Qatar’s labour minister, Abdullah Saleh Al Khulaifi, also announced on Monday that his office would step up workplace inspections, hire more translators to communicate with workers, and open branch offices, the local Arabic daily Al Sharq reported.

This was not the first time labour and rights groups have raised concerns about Qatar’s expatriate labour system, but The Guardian’s report sparked a fierce debate among Qataris on social media.

“Many Qataris understand that there are issues and problems, and that there are things that need to be changed — and that this is something quite urgent for the country,” said Michael Stephens, a researcher at the Royal United Services Institute in Doha.

A study published in June by the Journal of Arabian Studies, whose authors included researchers at Qatar University, also raised some concerns about enforcement of labour rules.

Ninety-per cent of workers surveyed said their employers withheld their passports, for example. Roughly one-fifth of respondents also said that they received their salaries on time only sometimes, rarely, or never. The average monthly salary reported by all expatriates was US$291 (Dh1,070) per month, but less than $100 for Nepalese workers.

“The Qatar government has refuted the allegations in The Guardian, but they also need to show that they have in place a mechanism of legal enforcement on labour issues,” said Mr Stephens. “Otherwise this is going to keep happening.”

In addition to raising rights concerns, The Guardian report also appeared to cause a rupture between Qatar and Nepal, which sends the largest number of expatriate workers to the Gulf state of any nation. Nepal recalled its ambassador from Qatar on Thursday after it emerged that she had called the country an “open jail” for Nepalis who suffer labour abuses.

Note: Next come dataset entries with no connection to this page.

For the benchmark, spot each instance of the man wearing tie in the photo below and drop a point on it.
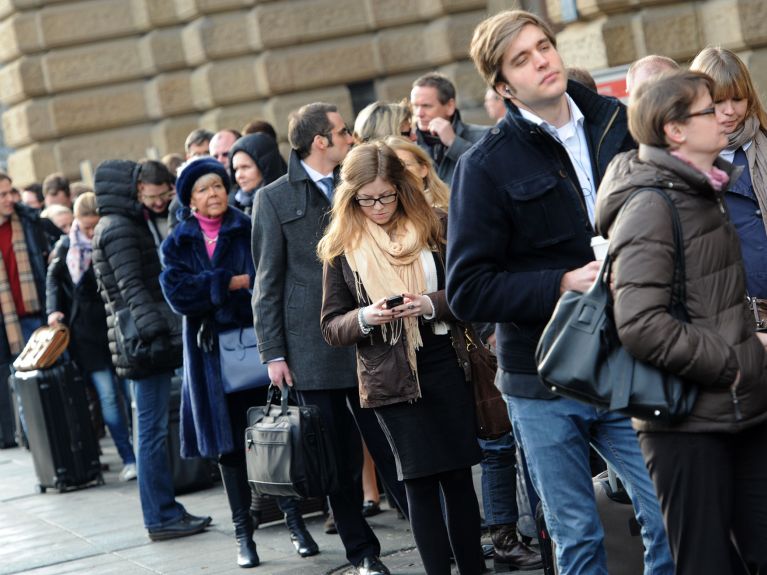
(289, 217)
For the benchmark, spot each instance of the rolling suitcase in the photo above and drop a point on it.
(7, 418)
(64, 450)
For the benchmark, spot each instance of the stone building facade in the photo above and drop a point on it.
(97, 79)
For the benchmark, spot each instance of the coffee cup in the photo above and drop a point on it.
(599, 245)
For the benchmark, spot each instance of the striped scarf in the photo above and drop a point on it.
(28, 288)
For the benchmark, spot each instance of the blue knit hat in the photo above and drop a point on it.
(195, 169)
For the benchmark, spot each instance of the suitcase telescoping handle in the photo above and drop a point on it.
(283, 399)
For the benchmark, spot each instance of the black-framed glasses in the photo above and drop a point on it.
(704, 112)
(370, 202)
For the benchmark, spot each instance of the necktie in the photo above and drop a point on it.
(326, 184)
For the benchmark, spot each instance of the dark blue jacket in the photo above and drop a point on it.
(518, 223)
(197, 288)
(38, 250)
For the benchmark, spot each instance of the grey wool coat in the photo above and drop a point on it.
(289, 218)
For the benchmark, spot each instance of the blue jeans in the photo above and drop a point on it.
(555, 435)
(106, 386)
(499, 480)
(155, 482)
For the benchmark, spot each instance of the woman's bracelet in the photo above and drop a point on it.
(365, 328)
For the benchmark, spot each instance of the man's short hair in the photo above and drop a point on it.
(309, 121)
(259, 126)
(652, 65)
(55, 183)
(196, 138)
(445, 88)
(154, 172)
(493, 36)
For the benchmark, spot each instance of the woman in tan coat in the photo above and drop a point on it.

Later interviewed by the Qatari daily Gulf Times, Maya Kumari Sharma said the comments were a “figment of the journalist’s imagination”.

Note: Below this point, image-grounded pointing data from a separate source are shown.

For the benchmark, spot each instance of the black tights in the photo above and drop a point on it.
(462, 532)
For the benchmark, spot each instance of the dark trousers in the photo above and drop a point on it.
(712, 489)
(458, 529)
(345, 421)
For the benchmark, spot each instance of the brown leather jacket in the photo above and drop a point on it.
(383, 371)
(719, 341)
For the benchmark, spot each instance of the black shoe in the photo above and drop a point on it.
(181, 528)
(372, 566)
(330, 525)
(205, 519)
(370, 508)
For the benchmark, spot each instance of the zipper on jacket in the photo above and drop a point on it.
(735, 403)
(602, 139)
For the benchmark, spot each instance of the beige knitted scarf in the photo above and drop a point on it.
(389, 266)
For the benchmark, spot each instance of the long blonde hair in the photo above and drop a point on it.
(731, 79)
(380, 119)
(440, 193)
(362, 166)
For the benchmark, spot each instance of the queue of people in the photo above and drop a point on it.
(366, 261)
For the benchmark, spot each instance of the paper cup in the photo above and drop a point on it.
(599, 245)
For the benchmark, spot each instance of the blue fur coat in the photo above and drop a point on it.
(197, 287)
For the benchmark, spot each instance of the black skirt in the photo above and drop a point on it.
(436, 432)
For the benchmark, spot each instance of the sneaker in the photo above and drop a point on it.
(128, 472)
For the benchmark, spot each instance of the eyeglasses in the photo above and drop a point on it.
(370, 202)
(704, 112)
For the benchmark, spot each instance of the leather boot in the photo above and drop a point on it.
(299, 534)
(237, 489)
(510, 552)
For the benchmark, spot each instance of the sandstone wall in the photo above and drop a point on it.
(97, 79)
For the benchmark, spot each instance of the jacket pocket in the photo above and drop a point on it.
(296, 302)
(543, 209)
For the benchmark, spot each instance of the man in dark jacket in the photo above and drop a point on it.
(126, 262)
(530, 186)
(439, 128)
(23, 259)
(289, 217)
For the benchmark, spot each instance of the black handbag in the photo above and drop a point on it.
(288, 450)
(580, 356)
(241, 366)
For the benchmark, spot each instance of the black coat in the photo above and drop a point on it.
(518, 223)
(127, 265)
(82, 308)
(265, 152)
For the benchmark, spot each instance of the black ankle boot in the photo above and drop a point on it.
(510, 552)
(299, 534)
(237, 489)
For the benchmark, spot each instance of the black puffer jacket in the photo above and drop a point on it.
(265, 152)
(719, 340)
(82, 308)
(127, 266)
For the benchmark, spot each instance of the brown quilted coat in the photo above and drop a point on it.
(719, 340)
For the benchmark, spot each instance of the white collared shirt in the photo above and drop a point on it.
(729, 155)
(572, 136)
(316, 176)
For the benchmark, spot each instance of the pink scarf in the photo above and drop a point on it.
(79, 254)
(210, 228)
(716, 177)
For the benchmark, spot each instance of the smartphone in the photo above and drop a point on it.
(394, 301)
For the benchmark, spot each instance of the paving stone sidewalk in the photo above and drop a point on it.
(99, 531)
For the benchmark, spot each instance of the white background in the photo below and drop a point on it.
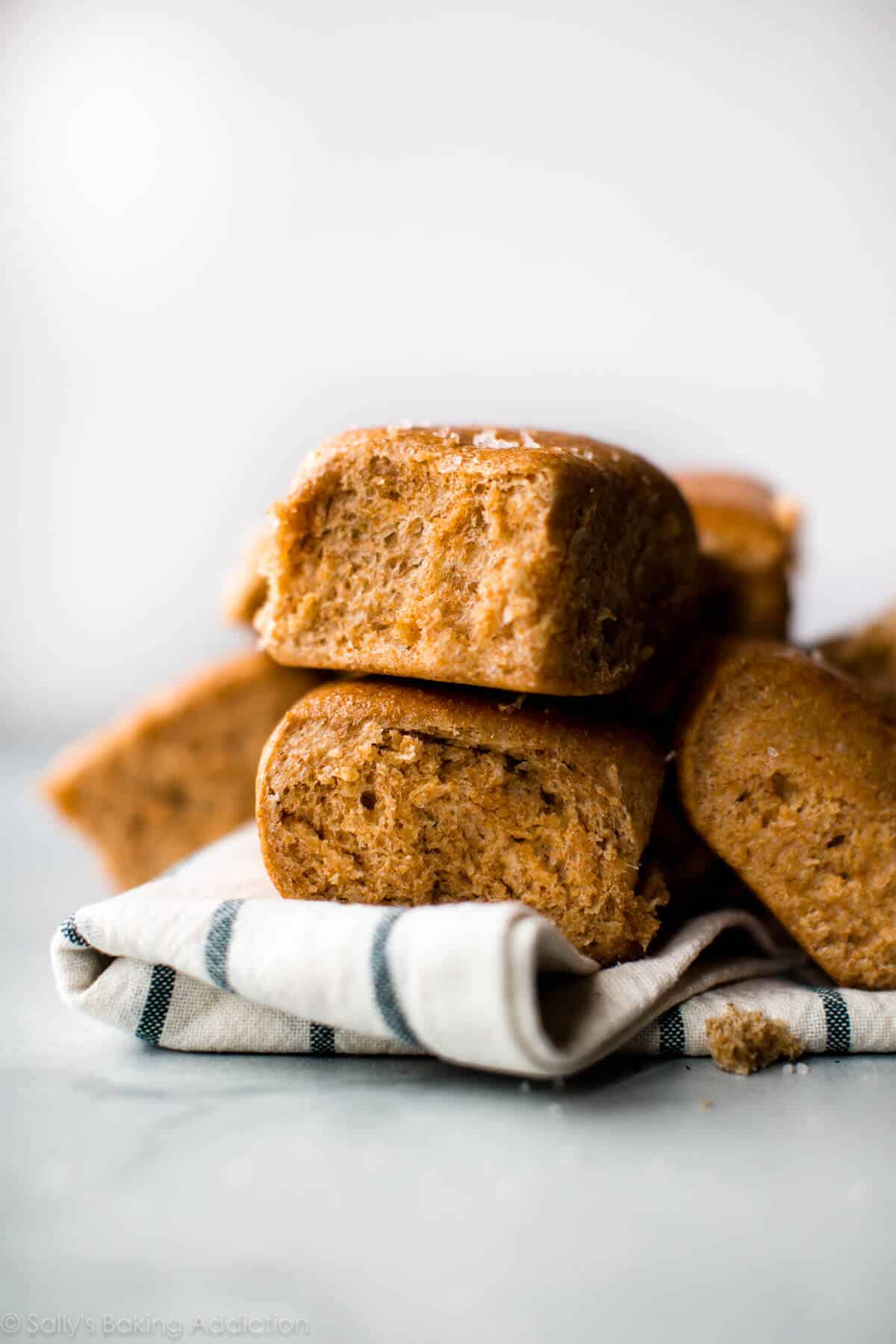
(228, 228)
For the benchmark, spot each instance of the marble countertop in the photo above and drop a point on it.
(402, 1199)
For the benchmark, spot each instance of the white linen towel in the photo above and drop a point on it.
(208, 959)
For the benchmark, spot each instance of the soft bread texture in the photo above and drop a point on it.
(788, 771)
(394, 793)
(524, 561)
(747, 542)
(742, 1041)
(178, 772)
(868, 653)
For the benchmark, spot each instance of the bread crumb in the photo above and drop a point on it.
(744, 1041)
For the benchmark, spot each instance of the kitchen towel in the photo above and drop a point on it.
(208, 959)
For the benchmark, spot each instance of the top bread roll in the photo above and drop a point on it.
(523, 561)
(747, 549)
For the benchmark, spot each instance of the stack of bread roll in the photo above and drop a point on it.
(523, 665)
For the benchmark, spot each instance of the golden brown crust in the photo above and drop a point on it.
(528, 561)
(788, 771)
(748, 544)
(388, 792)
(179, 771)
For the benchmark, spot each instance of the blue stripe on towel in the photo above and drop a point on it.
(152, 1019)
(220, 929)
(321, 1041)
(383, 987)
(70, 932)
(837, 1019)
(672, 1033)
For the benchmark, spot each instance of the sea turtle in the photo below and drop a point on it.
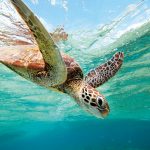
(46, 66)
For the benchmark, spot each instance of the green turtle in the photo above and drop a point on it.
(43, 64)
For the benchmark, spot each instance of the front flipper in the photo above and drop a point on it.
(101, 74)
(54, 63)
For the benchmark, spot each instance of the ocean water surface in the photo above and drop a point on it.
(32, 117)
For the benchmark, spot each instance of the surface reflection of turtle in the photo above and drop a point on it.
(44, 65)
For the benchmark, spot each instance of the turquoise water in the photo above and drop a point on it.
(32, 117)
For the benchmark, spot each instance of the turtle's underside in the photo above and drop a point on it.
(45, 65)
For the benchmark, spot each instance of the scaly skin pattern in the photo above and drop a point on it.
(101, 74)
(43, 64)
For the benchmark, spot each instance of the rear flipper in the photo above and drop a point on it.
(104, 72)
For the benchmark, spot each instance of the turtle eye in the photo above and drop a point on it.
(99, 101)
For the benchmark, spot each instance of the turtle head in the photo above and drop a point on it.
(94, 102)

There are 340,679 Nepalis in Qatar — the equivalent of 27 per cent of the country’s workforce — according to figures distributed at the news conference, attributed to the Nepali Embassy. Most of them work in construction.

Citing Nepali embassy figures, Mr Ramadan said 276 Nepalis died in Qatar last year, of which 20 per cent were on work sites. The rest died of natural causes and in accidents not at the workplace, he said.

So far this year, 151 Nepalis have died, 10 per cent of them on building sites, he said.